I, in quite a few years of coding in Python, never needed that. It's a non-sensical operation in normal programs. An iterator may not have a length (e.g. infinite iterators or generators that expects inputs via send()
), so asking for it doesn't make much sense. The fact that len(an_iterator)
produces an error means that you can find bugs in your code. You can see that in a certain part of the program you are calling len
on the wrong thing, or maybe your function actually needs a sequence instead of an iterator as you expected.
Removing such errors would create a new class of bugs where people, calling len
, erroneously consume an iterator, or use an iterator as if it were a sequence without realizing.
If you really need to know the length of an iterator, what's wrong with len(list(iterator))

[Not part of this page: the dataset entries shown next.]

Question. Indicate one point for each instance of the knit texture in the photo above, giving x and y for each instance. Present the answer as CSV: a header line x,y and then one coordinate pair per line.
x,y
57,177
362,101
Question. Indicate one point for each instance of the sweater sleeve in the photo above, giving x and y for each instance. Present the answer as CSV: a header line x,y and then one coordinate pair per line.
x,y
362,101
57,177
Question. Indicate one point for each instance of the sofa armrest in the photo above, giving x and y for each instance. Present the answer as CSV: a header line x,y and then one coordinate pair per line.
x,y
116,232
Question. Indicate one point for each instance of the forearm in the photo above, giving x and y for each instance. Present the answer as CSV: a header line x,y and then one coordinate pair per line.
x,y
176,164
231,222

? The extra 6 characters? It's trivial to write your own version that works for iterators, but, as I said, 99% of the time this simply means that something with your code is wrong, because such an operation doesn't make much sense.
The second reason is that, with that change, you are violating two nice properties of len
that currently hold for all (known) containers:
It is known to be cheap on all containers ever implemented in Python (all built-ins, standard library, numpy
& scipy
and all other big third party libraries do this on both dynamically sized and static sized containers). So when you see len(something)
you know that the len
call is cheap. Making it work with iterators would mean that suddenly all programs might become inefficient due to computations of the length.
Also note that you can, trivially, implement O(1) __len__
on every container. The cost to pre-compute the length is often negligible, and generally worth paying.
The only exception would be if you implement immutable containers that have part of their internal representation shared with other instances (to save memory). However, I don't know of any implementation that does this, and most of the time you can achieve better than O(n) time anyway.
In summary: currently everybody implements __len__
in O(1) and it's easy to continue to do so. So there is an expectation for calls to len
to be O(1). Even if it's not part of the standard. Python developers intentionally avoid C/C++'s style legalese in their documentation and trust the users. In this case, if your __len__
isn't O(1), it's expected that you document that.
It is known to be not destructive. Any sensible implementation of __len__
doesn't change its argument. So you can be sure that len(x) == len(x)
, or that n = len(x);len(list(x)) == n
.
Even this property is not defined in the documentation, however it's expected by everyone, and currently, nobody violates it.
Such properties are good, because you can reason and make assumptions about code using them.
They can help you ensure the correctness of a piece of code, or understand its asymptotic complexity. The change you propose would make it much harder to look at some code and understand whether it's correct or what would be it's complexity, because you have to keep in mind the special cases.
In summary, the change you are proposing has one, really small, pro: saving few characters in very particular situations, but it has several, big, disadvantages which would impact a huge portion of existing code.
An other minor reason. If len
consumes iterators I'm sure that some people would start to abuse this for its side-effects (replacing the already ugly use of map
or list-comprehensions). Suddenly people can write code like:
len(print(something) for ... in ...)
to print text, which is really just ugly. It doesn't read well. Stateful code should be relagated to statements, since they provide a visual cue of side-effects.